Este texto foi inicialmente concebido pela IA Generativa em função da transcrição de um vídeo do Dev Eficiente. Se preferir acompanhar por vídeo, é só dar o play.

Introdução

Servidores MCP se tornaram a maneira padronizada de expor APIs e funcionalidades para agentes de código como Claude Code, Cursor, Codex e outros. Mas existe uma discussão relevante no mercado sobre a complexidade que eles trazem. No fundo, em muitos casos, você está criando um wrapper da sua API que já existe para expor ela para o agente. E se existisse uma alternativa mais leve, que não exigisse criar um servidor novo em cima de algo que já funciona?

Neste post, mostro como usei a funcionalidade de Agent Skills do Claude Code para expor uma API REST existente para o agente, sem alterar nenhum código da API e sem construir um servidor MCP.

O contexto: MCP, complexidade e alternativas

Na Dev + Eficiente temos essa discussão internamente. Daniel Romero tem uma visão crítica de que o MCP nasceu inchado, trazendo complexidade desnecessária em cenários onde você já tem uma API funcionando. Do outro lado, existe o argumento de que o MCP é a maneira padrão de expor coisas para agentes, o que facilita a integração do ponto de vista de quem consome.

Existem alternativas mais leves surgindo, como o UTCP (Universal Tool Calling Protocol).

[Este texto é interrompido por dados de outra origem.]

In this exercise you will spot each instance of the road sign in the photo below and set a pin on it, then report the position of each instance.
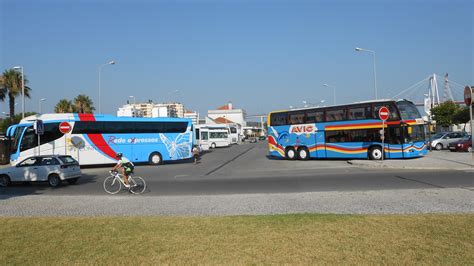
(39, 127)
(384, 113)
(468, 95)
(65, 127)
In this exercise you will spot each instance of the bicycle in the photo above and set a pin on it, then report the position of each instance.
(113, 184)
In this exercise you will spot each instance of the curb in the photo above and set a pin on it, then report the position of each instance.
(380, 165)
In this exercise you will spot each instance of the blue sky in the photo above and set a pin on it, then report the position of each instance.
(261, 55)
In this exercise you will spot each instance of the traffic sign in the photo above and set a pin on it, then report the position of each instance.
(384, 113)
(39, 127)
(468, 95)
(65, 127)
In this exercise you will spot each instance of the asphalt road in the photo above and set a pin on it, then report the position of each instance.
(242, 180)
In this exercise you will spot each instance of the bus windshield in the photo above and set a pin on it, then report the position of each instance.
(408, 110)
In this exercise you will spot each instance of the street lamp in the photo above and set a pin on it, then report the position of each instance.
(22, 90)
(133, 99)
(39, 104)
(375, 71)
(334, 92)
(100, 70)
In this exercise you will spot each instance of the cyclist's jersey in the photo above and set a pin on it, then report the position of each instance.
(126, 164)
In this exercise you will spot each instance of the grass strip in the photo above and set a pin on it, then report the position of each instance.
(279, 239)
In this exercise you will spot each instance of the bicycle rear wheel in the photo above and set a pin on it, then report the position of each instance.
(112, 185)
(137, 185)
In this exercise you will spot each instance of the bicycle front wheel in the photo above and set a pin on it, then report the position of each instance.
(112, 185)
(137, 185)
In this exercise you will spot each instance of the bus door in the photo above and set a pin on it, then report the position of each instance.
(319, 150)
(394, 140)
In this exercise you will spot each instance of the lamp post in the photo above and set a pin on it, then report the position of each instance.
(358, 49)
(22, 90)
(39, 104)
(100, 70)
(334, 92)
(133, 99)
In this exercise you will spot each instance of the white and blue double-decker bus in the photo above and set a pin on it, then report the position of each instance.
(347, 131)
(96, 139)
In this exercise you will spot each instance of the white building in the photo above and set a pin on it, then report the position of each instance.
(226, 114)
(194, 116)
(152, 110)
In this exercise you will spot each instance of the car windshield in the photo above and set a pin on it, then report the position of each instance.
(438, 135)
(67, 159)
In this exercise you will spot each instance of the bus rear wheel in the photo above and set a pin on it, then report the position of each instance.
(4, 181)
(155, 158)
(375, 153)
(290, 153)
(303, 153)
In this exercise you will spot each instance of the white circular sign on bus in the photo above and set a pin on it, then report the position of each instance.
(65, 127)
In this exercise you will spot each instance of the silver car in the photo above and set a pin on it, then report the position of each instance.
(50, 168)
(441, 140)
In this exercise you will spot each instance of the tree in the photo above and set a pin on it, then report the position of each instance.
(5, 123)
(444, 114)
(83, 104)
(461, 116)
(64, 106)
(11, 86)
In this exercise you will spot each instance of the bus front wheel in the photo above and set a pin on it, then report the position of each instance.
(375, 153)
(290, 153)
(155, 158)
(303, 153)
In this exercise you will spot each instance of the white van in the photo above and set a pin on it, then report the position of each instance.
(212, 136)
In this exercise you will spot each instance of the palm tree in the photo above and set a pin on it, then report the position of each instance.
(64, 106)
(83, 104)
(11, 86)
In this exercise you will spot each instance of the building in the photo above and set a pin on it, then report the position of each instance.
(194, 116)
(151, 109)
(226, 114)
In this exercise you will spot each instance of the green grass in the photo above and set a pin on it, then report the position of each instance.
(289, 239)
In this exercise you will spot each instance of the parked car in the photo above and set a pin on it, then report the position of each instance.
(464, 144)
(50, 168)
(441, 141)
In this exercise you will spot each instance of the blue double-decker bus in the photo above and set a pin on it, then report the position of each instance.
(96, 139)
(347, 131)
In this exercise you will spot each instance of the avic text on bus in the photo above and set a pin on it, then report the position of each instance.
(347, 131)
(96, 139)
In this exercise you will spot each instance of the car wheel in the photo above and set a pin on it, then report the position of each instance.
(155, 158)
(72, 181)
(303, 153)
(54, 180)
(4, 181)
(375, 153)
(290, 153)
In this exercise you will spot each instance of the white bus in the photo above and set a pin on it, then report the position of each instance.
(213, 136)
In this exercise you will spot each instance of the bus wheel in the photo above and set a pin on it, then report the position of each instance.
(290, 153)
(303, 153)
(4, 181)
(375, 153)
(155, 158)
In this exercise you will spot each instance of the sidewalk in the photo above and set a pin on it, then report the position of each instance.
(442, 160)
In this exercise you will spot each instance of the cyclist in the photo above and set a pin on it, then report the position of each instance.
(126, 167)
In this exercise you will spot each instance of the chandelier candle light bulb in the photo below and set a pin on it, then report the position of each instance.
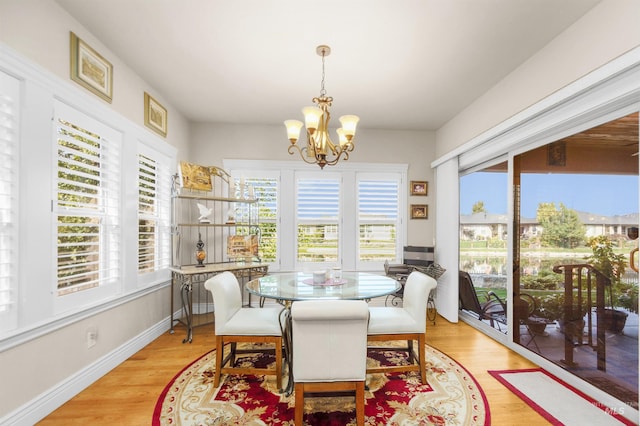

Mas o caminho que explorei aqui foi diferente: usar a funcionalidade de Skills do Claude Code como ponte entre o agente e a API REST existente.

O que são Agent Skills

Agent Skills é uma funcionalidade do Claude Code que permite carregar instruções e scripts localmente. A própria Anthropic posiciona as Skills como algo mais local, que direciona o agente e pode inclusive orientar o consumo de serviços expostos via MCP ou qualquer outra fonte.

A estrutura é simples. Dentro da pasta .claude/skills/, você cria uma pasta com a sua skill contendo:

  • Um arquivo skill.md com nome, descrição e documentação dos endpoints
  • Scripts que o agente pode executar para consumir a API

Se você já criou uma tool para integrar com um agente, vai reconhecer a semelhança: a skill tem um nome e uma descrição que o LLM carrega no contexto. Quando você faz um pedido, o agente verifica se existe uma skill que pode ajudar a resolver e, se houver, carrega e executa.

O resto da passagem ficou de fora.